Which foods should I avoid with a Crohn's disease diet plan?
The foods that trigger symptoms differ for each person with Crohn's disease. To know which foods to leave out of your diet plan, you'll need to determine which foods trigger yours. Many people with Crohn's disease find that the foods on the following list aggravate symptoms during disease flares. So it's likely that at least some of these listed foods will trigger your symptoms:
- alcohol (mixed drinks, beer, wine)
- butter, mayonnaise, margarine, oils
- carbonated beverages
- coffee, tea, chocolate
- corn husks
- dairy products (if lactose intolerant)
- fatty foods (fried foods)
- foods high in fiber
- gas-producing foods (lentils, beans, legumes, cabbage, broccoli, onions)

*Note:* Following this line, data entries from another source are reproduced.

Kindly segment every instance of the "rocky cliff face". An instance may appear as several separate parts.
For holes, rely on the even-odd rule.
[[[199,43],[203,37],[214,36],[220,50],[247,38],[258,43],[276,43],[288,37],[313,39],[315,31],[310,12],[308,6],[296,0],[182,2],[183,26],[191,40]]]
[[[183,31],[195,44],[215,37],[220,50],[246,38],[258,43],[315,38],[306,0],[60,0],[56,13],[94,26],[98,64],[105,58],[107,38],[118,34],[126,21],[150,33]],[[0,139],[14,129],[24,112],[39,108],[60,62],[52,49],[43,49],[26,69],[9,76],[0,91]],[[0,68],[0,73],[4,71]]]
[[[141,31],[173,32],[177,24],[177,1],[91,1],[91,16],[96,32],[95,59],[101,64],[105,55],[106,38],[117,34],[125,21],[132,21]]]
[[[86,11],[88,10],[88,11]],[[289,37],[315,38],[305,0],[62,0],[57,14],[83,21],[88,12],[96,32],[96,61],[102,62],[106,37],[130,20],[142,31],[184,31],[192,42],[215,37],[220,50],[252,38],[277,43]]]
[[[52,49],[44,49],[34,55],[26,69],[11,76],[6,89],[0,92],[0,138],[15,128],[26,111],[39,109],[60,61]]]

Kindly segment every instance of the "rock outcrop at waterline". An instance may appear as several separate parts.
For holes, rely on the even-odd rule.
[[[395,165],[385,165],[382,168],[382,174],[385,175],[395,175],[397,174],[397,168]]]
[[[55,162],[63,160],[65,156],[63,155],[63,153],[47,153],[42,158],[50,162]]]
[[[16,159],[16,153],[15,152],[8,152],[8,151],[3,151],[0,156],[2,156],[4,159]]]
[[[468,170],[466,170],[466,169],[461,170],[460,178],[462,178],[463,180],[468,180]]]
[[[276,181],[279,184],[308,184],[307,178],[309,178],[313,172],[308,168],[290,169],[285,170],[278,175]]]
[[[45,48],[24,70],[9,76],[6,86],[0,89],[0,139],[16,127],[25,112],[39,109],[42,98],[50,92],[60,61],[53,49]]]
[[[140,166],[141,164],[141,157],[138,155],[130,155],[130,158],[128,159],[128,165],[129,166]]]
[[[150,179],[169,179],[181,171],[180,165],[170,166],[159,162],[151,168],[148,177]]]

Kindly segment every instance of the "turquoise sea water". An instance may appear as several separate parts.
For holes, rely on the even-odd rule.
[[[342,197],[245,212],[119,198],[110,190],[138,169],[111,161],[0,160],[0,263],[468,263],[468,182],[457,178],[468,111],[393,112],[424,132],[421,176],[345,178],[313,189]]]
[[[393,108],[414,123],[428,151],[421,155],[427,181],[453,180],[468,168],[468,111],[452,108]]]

- nuts and seeds (peanut butter, other nut butters)
- raw fruits
- raw vegetables
- red meat and pork
- spicy foods
- whole grains and bran
Once you've identified foods that cause your symptoms to flare, you can choose either to avoid them or to learn new ways of preparing them that will make them tolerable. To do that, you'll need to experiment with various foods and methods of preparation to see what works best for you. For instance, if certain raw vegetables trigger a flare, you don't necessarily need to give them up. You may find that steaming them, boiling them, or stewing will allow you to eat them without increased GI symptoms. If red meat increases fat in the stools, you could try eating ground sirloin or ground round to see if you can tolerate a leaner cut of beef. Or you might decide to rely on low-fat poultry without skin and fish as your main sources of protein.